Your device is also subject to, among other requirements, the Quality System (QS) regulation (21 CFR Part 820), which includes, but is not limited to, 21 CFR 820.30. Design controls; 21 CFR 820.90. Nonconforming product; and 21 CFR 820.100, Corrective and preventive action. Please note that regardless of whether a change requires premarket review, the QS regulation requires device manufacturers to review and approve changes to device design and production (21 CFR 820.30 and 21 CFR 820.70) and document changes and approvals in the device master record (21 CFR 820.181).

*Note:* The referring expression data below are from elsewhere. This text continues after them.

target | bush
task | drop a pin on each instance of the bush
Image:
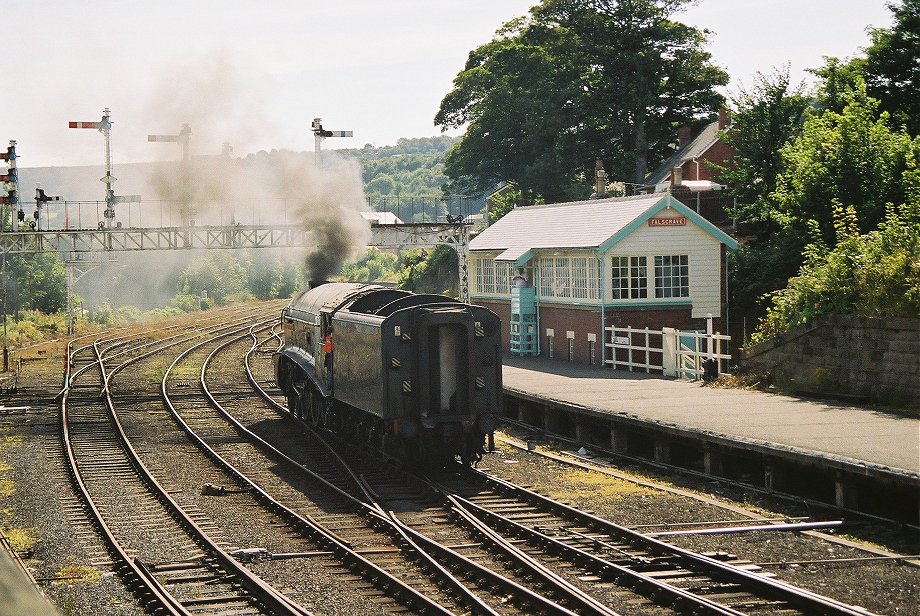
(876, 274)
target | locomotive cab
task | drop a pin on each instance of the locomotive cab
(417, 375)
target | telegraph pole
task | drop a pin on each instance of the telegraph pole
(319, 133)
(183, 139)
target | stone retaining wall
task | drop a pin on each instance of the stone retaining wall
(878, 358)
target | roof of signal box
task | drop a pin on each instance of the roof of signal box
(581, 224)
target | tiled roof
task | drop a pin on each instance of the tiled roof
(582, 224)
(694, 149)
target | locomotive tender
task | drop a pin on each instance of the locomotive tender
(416, 375)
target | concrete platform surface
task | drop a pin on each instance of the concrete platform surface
(823, 428)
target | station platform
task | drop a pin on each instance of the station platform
(673, 415)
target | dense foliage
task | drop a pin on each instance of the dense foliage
(35, 282)
(573, 82)
(373, 266)
(871, 274)
(806, 159)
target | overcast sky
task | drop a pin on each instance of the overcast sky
(255, 73)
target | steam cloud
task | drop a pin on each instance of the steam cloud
(324, 195)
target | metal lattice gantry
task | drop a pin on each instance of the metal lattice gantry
(73, 243)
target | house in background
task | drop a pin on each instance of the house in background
(688, 173)
(559, 274)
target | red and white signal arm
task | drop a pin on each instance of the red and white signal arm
(679, 221)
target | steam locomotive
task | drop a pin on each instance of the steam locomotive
(415, 375)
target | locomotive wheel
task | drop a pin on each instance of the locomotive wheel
(314, 409)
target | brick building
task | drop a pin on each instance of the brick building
(688, 174)
(557, 275)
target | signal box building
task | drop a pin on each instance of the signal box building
(559, 274)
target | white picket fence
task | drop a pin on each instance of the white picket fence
(669, 351)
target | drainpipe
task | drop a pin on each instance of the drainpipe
(536, 299)
(603, 296)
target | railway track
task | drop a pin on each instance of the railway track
(602, 552)
(166, 557)
(453, 542)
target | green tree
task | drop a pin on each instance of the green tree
(221, 275)
(852, 158)
(871, 274)
(766, 118)
(576, 81)
(892, 65)
(375, 265)
(35, 282)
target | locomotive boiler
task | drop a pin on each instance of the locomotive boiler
(416, 375)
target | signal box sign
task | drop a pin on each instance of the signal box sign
(679, 221)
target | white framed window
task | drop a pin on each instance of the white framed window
(672, 276)
(584, 278)
(629, 277)
(569, 277)
(493, 277)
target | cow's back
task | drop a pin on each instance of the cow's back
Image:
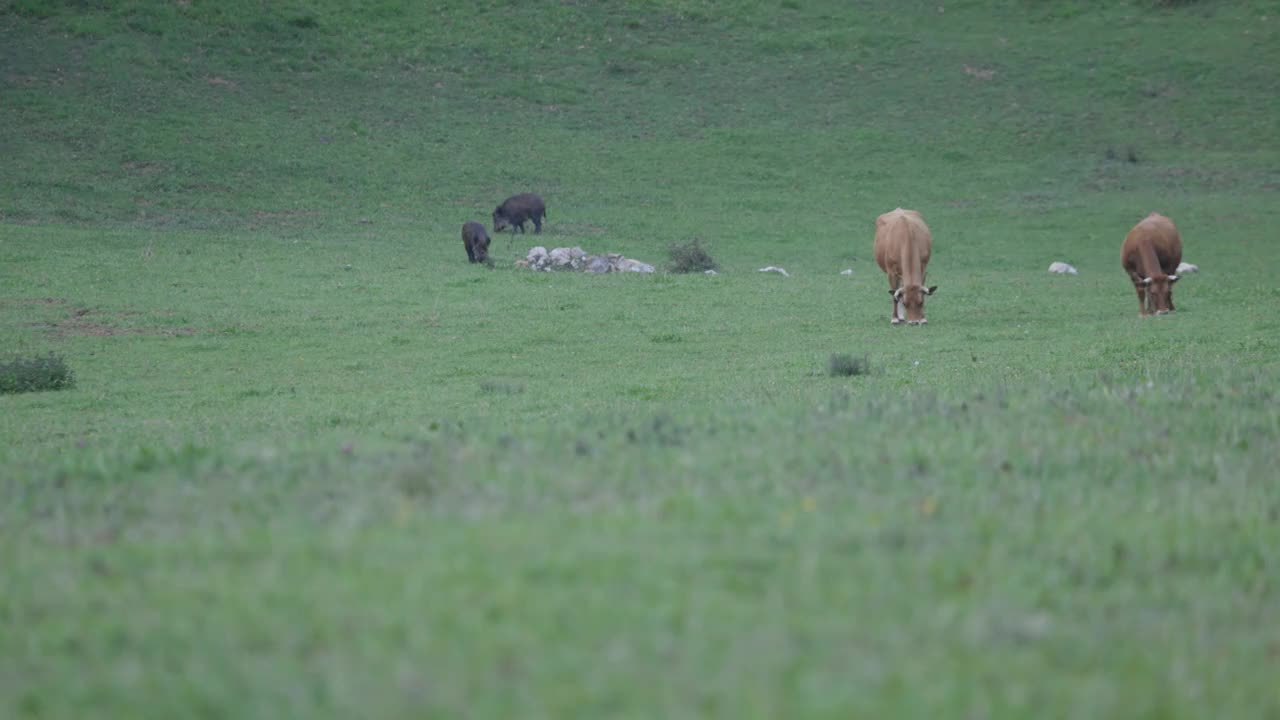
(900, 231)
(1157, 232)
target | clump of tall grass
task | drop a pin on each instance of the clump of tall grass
(690, 258)
(35, 374)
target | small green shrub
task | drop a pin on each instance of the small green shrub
(842, 365)
(690, 258)
(33, 374)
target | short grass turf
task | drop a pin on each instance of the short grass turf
(316, 465)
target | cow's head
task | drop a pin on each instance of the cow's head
(499, 220)
(910, 302)
(1160, 294)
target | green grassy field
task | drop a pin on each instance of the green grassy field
(318, 465)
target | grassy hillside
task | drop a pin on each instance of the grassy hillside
(316, 465)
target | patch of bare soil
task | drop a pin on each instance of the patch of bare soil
(86, 322)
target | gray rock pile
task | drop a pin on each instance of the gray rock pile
(576, 259)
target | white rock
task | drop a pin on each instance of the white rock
(629, 265)
(561, 256)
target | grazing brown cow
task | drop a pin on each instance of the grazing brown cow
(1151, 254)
(903, 245)
(476, 241)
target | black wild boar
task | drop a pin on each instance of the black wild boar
(476, 241)
(516, 209)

Please be advised that FDA's issuance of a substantial equivalence determination does not mean that FDA has made a determination that your device complies with other requirements of the Act or any Federal statutes and regulations administered by other Federal agencies. You must comply with all the Act's requirements, including, but not limited to: registration and listing (21 CFR Part 807); labeling (21 CFR Part 801); medical device reporting of medical device-related adverse events) (21 CFR Part 803) for devices or postmarketing safety reporting (21 CFR Part 4, Subpart B) for combination products (see https://www.fda.gov/combination-products/guidance-regulatory-information/postmarketing-safety-reportingcombination-products); good manufacturing practice requirements as set forth in the quality systems (QS) regulation (21 CFR Part 820) for devices or current good manufacturing practices (21 CFR Part 4, Subpart A) for combination products; and, if applicable, the electronic product radiation control provisions (Sections 531-542 of the Act); 21 CFR Parts 1000-1050.
All medical devices, including Class I and unclassified devices and combination product device constituent parts are required to be in compliance with the final Unique Device Identification System rule ("UDI Rule"). The UDI Rule requires, among other things, that a device bear a unique device identifier (UDI) on its label and package (21 CFR 801.20(a)) unless an exception or alternative applies (21 CFR 801.20(b)) and that the dates on the device label be formatted in accordance with 21 CFR 801.18. The UDI Rule (21 CFR 830.300(a) and 830.320(b)) also requires that certain information be submitted to the Global Unique Device Identification Database (GUDID) (21 CFR Part 830 Subpart E). For additional information on these requirements, please see the UDI System webpage at https://www.fda.gov/medical-device-advicecomprehensive-regulatory-assistance/unique-device-identification-system-udi-system.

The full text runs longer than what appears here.